In [13]:
import numpy as np
import pandas as pd
import random
import matplotlib.pyplot as plt

## Bootstrapping exercise
- There are two correlated stocks, $X$ and $Y$, which are normally distributed
- You will invest in both stocks with all your money
- Your goal is to find $\alpha \in [0,1]$ (the portion of your money invested in stock $X$) to minimize the variance of the portfolio, i.e.,
 $$ \mathbb{V}\mathrm{AR}[\alpha X + (1-\alpha)Y] $$
- You are given "returns.npy", a 2-D numpy array of the past $200$ returns of $(X,Y)$.

Exercise questions: 
1. Estimate $\mu_X, \mu_Y, \sigma_{X}^2, \sigma_{Y}^2, \sigma_{XY}$ from the sample, and then compute the optimal investment strategy $\alpha$
2. Since we estimated the parameters by looking at a sample, we may be severly biased. Hence, use bootstrapping to iteratively sample $200$ points (with replacement) from the previous returns, and estimate the optimal investment strategy each time. Apply this $B = 500$ times and compute the standard error of the optimal $\alpha$ that we computed on the original set of previous returns.

In [14]:
returns = np.load("returns.npy")
n = 200

In [15]:
#Estimate mean returns
hat_mean = np.mean(returns,0)
print(hat_mean)

[2.97259589 2.98935547]


In [16]:
#Estimate covariance matrix
hat_cov = np.zeros((2,2))
for i in range(n):
    hat_cov = hat_cov + (returns[i]-hat_mean).reshape((2,1))*(returns[i]-hat_mean).reshape((1,2))
hat_cov = hat_cov/(n-1)
hat_varx = hat_cov[0,0]
hat_vary = hat_cov[1,1]
hat_covar = hat_cov[0,1]
print(f'hat_cov = {hat_cov}; hat_varx = {hat_varx}; hat_vary = {hat_vary};hat_covar= {hat_covar } ')

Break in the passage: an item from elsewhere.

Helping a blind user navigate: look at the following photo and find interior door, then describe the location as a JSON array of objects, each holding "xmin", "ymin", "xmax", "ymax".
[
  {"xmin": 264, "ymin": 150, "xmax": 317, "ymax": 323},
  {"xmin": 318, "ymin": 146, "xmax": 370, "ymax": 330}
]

hat_cov = [[1.29126685 0.46509466]
 [0.46509466 1.10756609]]; hat_varx = 1.291266848642483; hat_vary = 1.1075660892225494;hat_covar= 0.4650946600840741 


In [17]:
#estimate optimal investment
def optimal_alpha(varx, vary, covar):
    return (float) (vary - covar)/(varx + vary - 2*covar)
optimal_investment = optimal_alpha(hat_varx, hat_vary, hat_covar)
round(optimal_investment,3)

0.437

In [18]:
def hat_alpha(sample_returns): #make the above process a function
    hat_mean = np.mean(sample_returns,0)
    hat_cov = np.zeros((2,2))
    n = np.size(sample_returns,0)
    for i in range(n):
        hat_cov = hat_cov + (sample_returns[i]-hat_mean).reshape((2,1))*(sample_returns[i]-hat_mean).reshape((1,2))
    hat_cov = hat_cov/(n-1)
    hat_varx = hat_cov[0,0]
    hat_vary = hat_cov[1,1]
    hat_covar = hat_cov[0,1]
    return optimal_alpha(hat_varx, hat_vary, hat_covar)

In [19]:
simulation = 500#number of simulations
B = simulation
samples = n #same
estimations = np.zeros(simulation)#same as before 
for sim in range(simulation): #simulate this many times
    generated_sample = returns[np.random.randint(returns.shape[0], size=samples), :]
    estimations[sim] = hat_alpha(generated_sample)
print("mean", round(np.mean(estimations),3),"min",np.min(estimations), "max", np.max(estimations))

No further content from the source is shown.